By PlanetPlasters - September 7th 2020
Why they don't want to ban plastic bags
AAre you sick of hearing about plastic bags? For the last 20 years, governments around the world have been implementing a range of measures to reduce the number of plastic bags we use – no bad thing of course – and whatever measures governments have put in place have generally worked. According to government reports, the UK alone has seen a drop of 86% in the distribution of plastic bags by the major supermarkets since the 5p charge was introduced back in 2015. Something to celebrate!😀 ? Well… Yes & No!
If it looks like a step in the right direction, is it? Well for one thing, if we fill our eco-friendly bags with plastic packaging on meat, vegetables (cucumbers – really??) and fruit (yes, bananas… if only nature had devised some kind of wrapping for them…) then the amount of plastic in our eco-friendly bags literally (and figuratively) outweighs the old plastic bags we used to take from the supermarkets. And even with a drop of 86%, that’s still a lot of plastic bags being distributed: no less than 3,429,690,652,192 plastic bags have been produced at the time of writing (September). Yup, that’s exactly what I thought!
Never mind – at least they can easily be recycled! 😀 Or can they…? Theoretically, plastic bags can be recycled, but then again, so is playing golf on Mars! Ask anyone in the know who’s not making a killing (you decide if that’s literally or figuratively!) from the fossil fuel industry: only a tiny percentage of them actually end up being recycled. Why’s that, when millions of consumers dedicatedly place them in recycling bins after use? Unfortunately, they require special recycling facilities to sort and process them, which is why most of those even sorted for recycling end up in landfill or in our oceans, where they can become a wind-assisted polluting parachutes. On top of killing millions of marine animals every year, these bags eventually sink, breaking down into billions of microplastics, polluting the furthest reaches of our oceans.
The question is, does anyone REALLY want to ban plastic bags? Well… yes, and no! Consumers are supportive of bans, and governments want to be seen to be taking action on plastics, so plastic bags become the convenient and ever-popular whipping boys, while shoppers are leaving stores with more plastic in their (eco-?!) bags than ever before! So the focus on bags promoted by the media – and complicit social media – is nothing but government greenwashing: facile tokenism at its worst.
Whenever there’s a national outcry about the billions of tons of plastic in our environment, we see the usual suspects hauled in front of the jury for sentencing: levies, surcharges, taxes, reduction targets – anything that will convince people something’s being done. Recently, the UK announced they were going to hike up the price of plastic bags from 5p to 10p... an easy target in its fight against plastic waste – maximum publicity, minimal effort. Job done! The bag survives for a flogging next time around. Thank God for the plastic bag! Forget flags of convenience, these are bags of convenience – for greenwashing governments!

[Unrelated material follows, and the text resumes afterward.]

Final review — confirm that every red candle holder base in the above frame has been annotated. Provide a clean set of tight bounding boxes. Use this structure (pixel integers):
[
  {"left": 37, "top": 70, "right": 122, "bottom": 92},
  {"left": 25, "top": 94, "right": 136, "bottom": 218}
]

Have a nice day? I know what an animal would say if it swallowed it... and it wouldn't be thank you😁
Photo: Griffin Wooldridge.
The point is, while everyone is concentrating on plastic bags, attention is being diverted away from the real problem… what fills our bags in the first place: single-use plastic packaging. Check out your local supermarket, almost everything is packaged in single-use plastic.

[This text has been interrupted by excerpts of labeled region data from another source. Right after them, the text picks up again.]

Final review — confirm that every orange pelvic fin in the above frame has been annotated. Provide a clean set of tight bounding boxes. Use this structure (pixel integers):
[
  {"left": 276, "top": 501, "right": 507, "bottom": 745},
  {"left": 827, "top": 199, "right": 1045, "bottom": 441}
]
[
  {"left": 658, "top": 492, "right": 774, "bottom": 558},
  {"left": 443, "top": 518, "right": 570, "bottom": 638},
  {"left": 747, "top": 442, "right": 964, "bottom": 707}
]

Rather than trotting out the usual suspects, we need to tackle the elephant in the room, or rather in the bag! It’s not about the bag, it’s about the plastic, and it’s set to quadruple over the next decade as the fossil fuel giants scour the earth for a new market for their oil. Still, hard times for everyone I guess… so should we just give up and watch our planet turn into a furnace? Absolutely not. We need to take action… NOW! If governments won’t do it, we will. With PlanetPlasters, the future’s in your hands!